Regisseurin Monika Treut erhielt 2017 bei den Internationalen Filmfestspielen Berlin den Spezialpreis der Teddy-Jury.

Foto: imago stock / imago/Seeliger

Aus heiterem Himmel attackiert eine psychisch kranke Frau Monika Treut. Die wird mit Beckenbruch gerettet.
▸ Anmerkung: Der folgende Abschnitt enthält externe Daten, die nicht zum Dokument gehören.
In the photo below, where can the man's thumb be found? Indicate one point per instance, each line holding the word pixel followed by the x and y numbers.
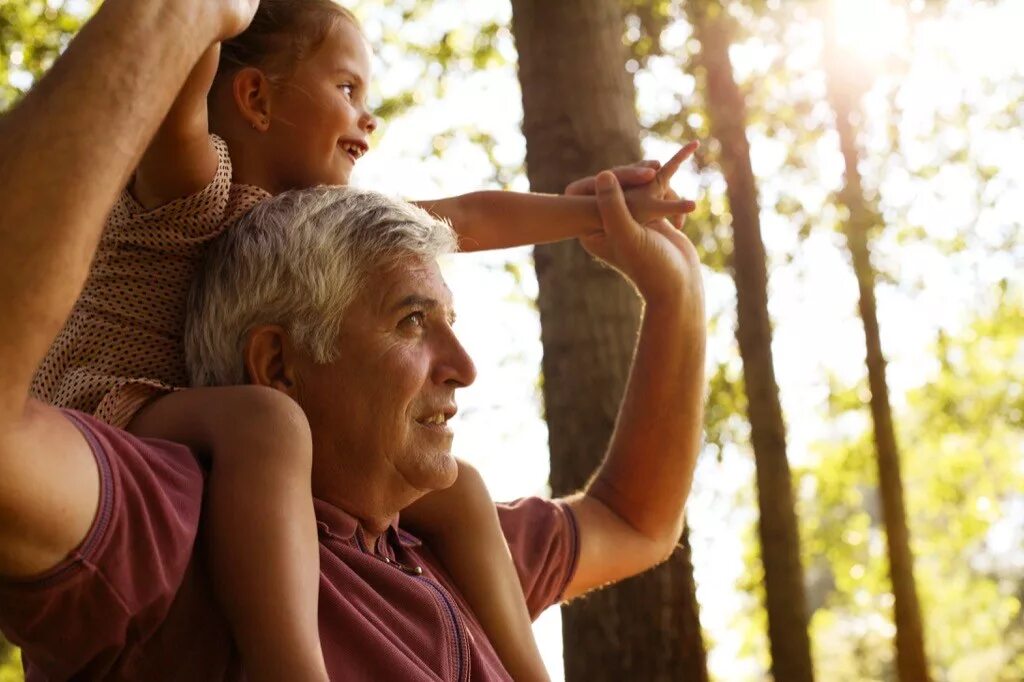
pixel 615 215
Hamburg.  Monika Treut steht am vergangenen Donnerstagmorgen auf Bahnsteig 2 im S-Bahnhof Sternschanze. Die renommierte Hamburger Filmemacherin wartet gerade auf die nächste Bahn, als eine 56 Jahre alte Frau an ihr vorbeigeht. Der Angestellte eines Kiosks auf dem Bahnsteig kennt die Frau. Er wird später aussagen, dass er sie fast jeden Tag dort gesehen habe. Er sei davon ausgegangen, dass sie irgendwo im Schanzenviertel arbeitet.

Doch am 1. November führt die Frau etwas ganz anderes im Schilde.

Sie hatte doppelt Glück

Es ist kurz nach sieben Uhr, als die 56-Jährige Monika Treut von hinten einen kräftigen Schulterstoß versetzt und sie so ins Gleisbett schubst. Unvermittelt und ohne ersichtlichen Grund. Doch Monika Treut hat an diesem Morgen doppelt Glück: Die S-Bahn ist noch nicht in der Nähe. Und dann sind da noch mindestens zwei junge Männer, die sofort reagieren. Die ins Gleisbett klettern und die unter starken Schmerzen leidende Künstlerin auf den Bahnsteig hieven. Vom Notarzt begleitet wird Monika Treut ins Unfallkrankenhaus Boberg gebracht.

Unterdessen nehmen Bundespolizisten die Angreiferin fest. Sie soll auf dem Bahnsteig noch gebrüllt haben „ich war das nicht, ich war das nicht“, berichtet ein geschockter Zeuge. Doch Aufnahmen einer Überwachungskamera, die nach der Tat von den Beamten ausgewertet worden sind, überführen die 56-Jährige eindeutig.

Noch auf dem Bahnsteig nehmen sie die Frau fest, bringen sie auf die Wache. „Sie war nicht wirklich ansprechbar und hat einen sehr verwirrten Eindruck gemacht“, sagt ein Bundespolizist. Kurz darauf bestätigen Angehörige der Täterin den Beamten telefonisch, was sie ohnehin vermutet haben: Die 56-Jährige sei psychisch auffällig. Zu diesem Ergebnis kommt auch ein herbeigerufener Amtsarzt, der sie nach der Untersuchung noch am gleichen Tag in eine psychiatrische Einrichtung einweist.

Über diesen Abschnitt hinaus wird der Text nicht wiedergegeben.